Cupid then said, “I could’ve supported” a public vote on the stadium financing. “But it’s not just me. It takes others to support that. But the survey does show that a lot of people have a lot of questions.”

Braves executive vice president Mike Plant, when asked if he believed the financing would’ve passed in a public referendum, said only, “I’m not going to comment on a hypothetical.”

This isn’t about the secret meetings.

This isn’t just about at the Braves leaving Atlanta and leaving a stadium, Turner Field, that they moved into just 17 years ago, although that’s bad enough.

This isn’t just about the Braves’ amusing claims of Turner Field “needing” more than $150 million in capital maintenance upgrades. (There’s a difference between need and want.)

This isn’t even about whether the Braves’ plans for a mega-entertainment center turns out to a monumental success or the pronounced flop we’ve seen in Gwinnett County.

This is about a public handout for a team that doesn’t need it and the lack of a public debate, the lack of a vote or referendum on a major public project.

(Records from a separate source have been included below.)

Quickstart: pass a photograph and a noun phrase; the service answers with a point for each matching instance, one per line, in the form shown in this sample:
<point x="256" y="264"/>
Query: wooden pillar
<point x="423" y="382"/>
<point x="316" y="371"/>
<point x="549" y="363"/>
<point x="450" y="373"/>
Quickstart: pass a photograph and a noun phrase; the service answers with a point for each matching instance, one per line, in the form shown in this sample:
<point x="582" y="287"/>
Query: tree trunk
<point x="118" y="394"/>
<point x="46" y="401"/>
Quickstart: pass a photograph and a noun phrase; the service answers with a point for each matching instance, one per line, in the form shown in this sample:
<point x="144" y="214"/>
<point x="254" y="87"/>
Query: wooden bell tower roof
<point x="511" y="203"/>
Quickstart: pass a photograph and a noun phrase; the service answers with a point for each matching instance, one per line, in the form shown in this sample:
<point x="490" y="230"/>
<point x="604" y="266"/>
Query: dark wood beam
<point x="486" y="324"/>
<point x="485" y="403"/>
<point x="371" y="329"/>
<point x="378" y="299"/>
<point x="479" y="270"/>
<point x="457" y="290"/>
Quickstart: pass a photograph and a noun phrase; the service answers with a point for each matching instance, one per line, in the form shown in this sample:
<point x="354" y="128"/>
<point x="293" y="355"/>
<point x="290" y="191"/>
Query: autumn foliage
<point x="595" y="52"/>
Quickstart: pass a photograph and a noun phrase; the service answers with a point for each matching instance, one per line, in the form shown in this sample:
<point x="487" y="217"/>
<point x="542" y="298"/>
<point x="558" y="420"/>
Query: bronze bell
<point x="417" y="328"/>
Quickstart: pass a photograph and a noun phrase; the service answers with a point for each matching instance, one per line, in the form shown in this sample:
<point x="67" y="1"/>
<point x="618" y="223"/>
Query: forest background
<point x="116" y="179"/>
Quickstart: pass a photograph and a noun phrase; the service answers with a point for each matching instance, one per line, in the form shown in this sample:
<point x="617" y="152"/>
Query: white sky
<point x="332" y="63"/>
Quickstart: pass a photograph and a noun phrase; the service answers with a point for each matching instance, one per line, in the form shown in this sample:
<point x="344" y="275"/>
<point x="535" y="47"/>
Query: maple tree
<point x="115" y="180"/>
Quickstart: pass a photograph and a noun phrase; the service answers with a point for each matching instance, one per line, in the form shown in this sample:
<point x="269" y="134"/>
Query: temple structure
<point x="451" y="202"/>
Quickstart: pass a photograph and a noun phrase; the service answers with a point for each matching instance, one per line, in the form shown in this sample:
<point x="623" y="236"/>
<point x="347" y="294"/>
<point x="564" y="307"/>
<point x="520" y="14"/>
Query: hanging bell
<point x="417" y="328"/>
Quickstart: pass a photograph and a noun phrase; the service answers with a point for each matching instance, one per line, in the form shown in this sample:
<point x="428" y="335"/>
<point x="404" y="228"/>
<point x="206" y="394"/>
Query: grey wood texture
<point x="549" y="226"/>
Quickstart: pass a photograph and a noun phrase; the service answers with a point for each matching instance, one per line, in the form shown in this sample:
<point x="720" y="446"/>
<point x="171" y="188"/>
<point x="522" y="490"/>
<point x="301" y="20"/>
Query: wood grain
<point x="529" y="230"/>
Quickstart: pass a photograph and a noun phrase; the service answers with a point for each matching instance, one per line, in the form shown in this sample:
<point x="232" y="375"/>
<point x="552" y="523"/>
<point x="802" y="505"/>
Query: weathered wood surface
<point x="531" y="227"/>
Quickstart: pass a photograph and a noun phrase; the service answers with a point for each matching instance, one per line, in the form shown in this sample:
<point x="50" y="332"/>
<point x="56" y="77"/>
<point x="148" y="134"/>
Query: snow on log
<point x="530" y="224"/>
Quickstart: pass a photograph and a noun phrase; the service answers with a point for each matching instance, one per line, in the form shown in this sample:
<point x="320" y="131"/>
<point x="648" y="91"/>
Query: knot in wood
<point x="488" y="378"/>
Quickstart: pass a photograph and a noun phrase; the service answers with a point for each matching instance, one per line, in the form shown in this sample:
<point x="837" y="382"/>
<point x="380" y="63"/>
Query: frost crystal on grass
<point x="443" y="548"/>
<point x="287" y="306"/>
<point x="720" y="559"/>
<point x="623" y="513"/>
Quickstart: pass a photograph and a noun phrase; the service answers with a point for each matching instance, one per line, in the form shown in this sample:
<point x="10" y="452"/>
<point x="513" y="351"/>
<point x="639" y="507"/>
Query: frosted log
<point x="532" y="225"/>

The $300 million in publicly committed dollars actually will be closer to $400 million, after adding borrowing costs, interest payments, standard attorney fees and any other expected legal costs if and when this stink bomb leads to lawsuits – because that’s certainly what every taxpayer wants: to fund county legal bills for lawsuits over public money being used, without their blessing, for a large-scale project being built for private business owned by a $26 billion corporation.

Cobb also has committed to $35 million for 30 years of capital maintenance, and this is where we ask: Isn’t this a new building? How much does paint cost?

Plant says, “We’re the ones taking the ultimate risk.”

Wrong. The ultimate risk for a business is investing in a venture with no public money, the way it works in the real world. But in Atlanta, we take care of our billionaires. We give $200 million to a self-made billionaire, Falcons owner Arthur Blank, for a downtown football stadium and up to $397 million to the Braves.

We take care of our billionaires. It’s our teachers and firefighters and police and streets we don’t take care of.

Fortunately, Cobb secures the right to hold three events a year at the new stadium. So maybe they can hold a fundraiser for the school board.